For all to whom life is an adventure-whether an adventure of love or of spirit-he is the common guide. Κοινὸς Ἑρμῆς!

— Karl Kerényi

Kerényi's formula is deceptively inclusive. *Koinós Hermês* — Hermes held in common — means the god belongs to every threshold, not just the respectable ones. Love and spirit are named together here, and that pairing is the whole argument: Hermes does not distinguish between the erotic adventure and the pneumatic one, does not rank the mystic above the lover or the philosopher above the wanderer.
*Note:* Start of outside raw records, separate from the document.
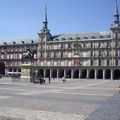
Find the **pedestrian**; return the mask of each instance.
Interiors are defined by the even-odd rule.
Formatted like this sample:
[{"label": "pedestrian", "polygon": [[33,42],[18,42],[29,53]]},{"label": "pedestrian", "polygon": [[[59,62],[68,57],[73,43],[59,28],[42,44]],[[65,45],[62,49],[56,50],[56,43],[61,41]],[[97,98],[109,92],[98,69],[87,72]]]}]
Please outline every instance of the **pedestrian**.
[{"label": "pedestrian", "polygon": [[62,77],[62,81],[63,81],[63,83],[66,83],[66,79],[64,76]]},{"label": "pedestrian", "polygon": [[49,83],[50,83],[51,79],[50,79],[50,76],[49,76]]}]

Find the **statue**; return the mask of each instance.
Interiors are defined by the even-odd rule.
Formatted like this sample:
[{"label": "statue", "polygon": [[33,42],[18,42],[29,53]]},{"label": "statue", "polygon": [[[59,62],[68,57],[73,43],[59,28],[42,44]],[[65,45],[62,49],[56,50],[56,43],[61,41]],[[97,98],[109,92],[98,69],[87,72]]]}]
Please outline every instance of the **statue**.
[{"label": "statue", "polygon": [[30,48],[27,48],[27,52],[23,54],[22,60],[34,60],[34,54],[37,53],[36,50],[31,50]]}]

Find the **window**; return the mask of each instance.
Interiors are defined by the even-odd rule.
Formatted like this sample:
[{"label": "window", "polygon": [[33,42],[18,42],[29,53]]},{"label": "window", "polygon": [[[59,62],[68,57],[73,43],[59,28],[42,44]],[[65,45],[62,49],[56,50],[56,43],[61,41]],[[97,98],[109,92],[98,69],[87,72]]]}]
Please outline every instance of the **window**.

He is the guide precisely because he does not adjudicate which direction is worthy of guidance.

This cuts against a long inheritance. The Western soul learned to prefer spirit over desire — learned, specifically, to treat the adventure of spirit as the serious pursuit and the adventure of love as the one requiring eventual transcendence or sublimation. Kerényi's Hermes will not honor that ranking. He stands at the crossing equally available to whoever is moving, whatever is pulling them forward. The guide's indifference is not moral vacancy; it is a refusal to participate in the soul's own hierarchy of bypasses. He will escort you into the underworld whether you arrive chasing illumination or chasing another person. What he will not do is promise you that either road ends in relief.